A young woman from Colombia.
Jamie Martin/World Bank
A young woman from Colombia.

In developing world, higher education key to stable employment, says new UN report

Higher education is a prerequisite for millions of youth in the developing world who hope to find a decent, “non-vulnerable” job, a new United Nations study has established.

The study, conducted by the International Labour Organization (ILO) and released today, surveys 28 countries worldwide and demonstrates that having a high level of education “serves as a fairly dependable guarantee” towards securing a formal job.

“The report confirms the role of education in shaping labour market outcomes of young people,” Azita Berar Awad, Director of the Employment Policy Department of the ILO, explained in a press release. “It also highlights the need for more investments in quality education, from primary through academic levels.”

The report notes that 83 per cent of young people with post-secondary education are in non-vulnerable employment in the 27 low-to-upper middle income countries examined while the number dropped to 75 per cent among low-income countries. At the same time, having completed secondary education alone was not enough to guarantee better labour market outcomes for youth in low-income countries.

“Increasing the level of education of the emerging workforce in developing countries will not in itself ensure the absorption of higher skilled workers into non-vulnerable jobs,” Theo Sparreboom, author of the study.

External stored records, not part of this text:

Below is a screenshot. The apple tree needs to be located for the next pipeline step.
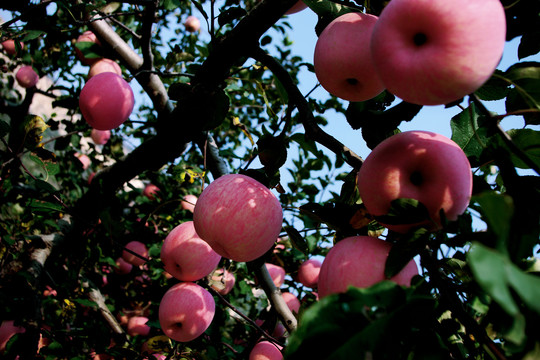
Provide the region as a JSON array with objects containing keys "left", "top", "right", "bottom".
[{"left": 0, "top": 0, "right": 540, "bottom": 359}]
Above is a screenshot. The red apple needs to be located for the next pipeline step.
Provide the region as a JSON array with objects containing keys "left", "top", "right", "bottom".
[
  {"left": 193, "top": 174, "right": 283, "bottom": 261},
  {"left": 184, "top": 16, "right": 201, "bottom": 32},
  {"left": 159, "top": 282, "right": 216, "bottom": 342},
  {"left": 15, "top": 65, "right": 39, "bottom": 89},
  {"left": 88, "top": 58, "right": 122, "bottom": 79},
  {"left": 90, "top": 129, "right": 111, "bottom": 145},
  {"left": 371, "top": 0, "right": 506, "bottom": 105},
  {"left": 357, "top": 131, "right": 472, "bottom": 232},
  {"left": 161, "top": 221, "right": 221, "bottom": 281},
  {"left": 318, "top": 236, "right": 418, "bottom": 298},
  {"left": 313, "top": 12, "right": 384, "bottom": 101},
  {"left": 126, "top": 316, "right": 150, "bottom": 336},
  {"left": 79, "top": 72, "right": 135, "bottom": 130},
  {"left": 298, "top": 259, "right": 322, "bottom": 289},
  {"left": 249, "top": 340, "right": 283, "bottom": 360},
  {"left": 122, "top": 240, "right": 148, "bottom": 266}
]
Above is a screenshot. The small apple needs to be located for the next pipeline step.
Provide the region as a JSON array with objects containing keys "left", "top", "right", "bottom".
[
  {"left": 122, "top": 240, "right": 148, "bottom": 266},
  {"left": 90, "top": 129, "right": 111, "bottom": 145},
  {"left": 180, "top": 194, "right": 197, "bottom": 212},
  {"left": 126, "top": 316, "right": 150, "bottom": 336},
  {"left": 371, "top": 0, "right": 506, "bottom": 105},
  {"left": 313, "top": 12, "right": 384, "bottom": 101},
  {"left": 159, "top": 282, "right": 216, "bottom": 342},
  {"left": 357, "top": 131, "right": 472, "bottom": 232},
  {"left": 249, "top": 340, "right": 283, "bottom": 360},
  {"left": 79, "top": 72, "right": 135, "bottom": 130},
  {"left": 184, "top": 15, "right": 201, "bottom": 32},
  {"left": 15, "top": 65, "right": 39, "bottom": 89},
  {"left": 318, "top": 236, "right": 418, "bottom": 298},
  {"left": 297, "top": 259, "right": 322, "bottom": 289},
  {"left": 161, "top": 221, "right": 221, "bottom": 281},
  {"left": 193, "top": 174, "right": 283, "bottom": 261},
  {"left": 88, "top": 58, "right": 122, "bottom": 79}
]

“Yet, it is clear that continuing to push forth undereducated, under-skilled youth into the labour market is a no-win situation, both for the young person who remains destined for a ‘hand-to-mouth existence’ based on vulnerable employment, and for the economy which gains little in terms of boosting its labour productivity potential,” he added.

The report also highlights the lingering problem of “skills mismatch” – or the disparity between the skill-level of those seeking employment and the demands of the jobs available on the market – as a point of concern, particularly as it varies greatly between advanced and low-income economies.

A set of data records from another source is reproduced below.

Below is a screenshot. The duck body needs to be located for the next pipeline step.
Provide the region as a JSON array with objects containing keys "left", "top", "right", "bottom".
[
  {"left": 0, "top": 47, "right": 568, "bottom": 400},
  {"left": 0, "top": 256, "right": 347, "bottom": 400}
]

In advanced economies, for instance, “mismatch” often refers to higher skilled young people employed in jobs for which they are overqualified. At the opposite end of the spectrum, mis-matched young workers in low-income economies often suffer from “under-education” and have “no option but to take vulnerable jobs in the informal economy,” according to the ILO.

This disparity is largely fuelled by poverty as many youth cannot attend school because they cannot afford the costs or because they need to work to help their families, the UN agency continued.

“The lack of education feeds the perpetuation of poverty across generations as unskilled workers earn lower wages and are unable to fund the schooling of their children.”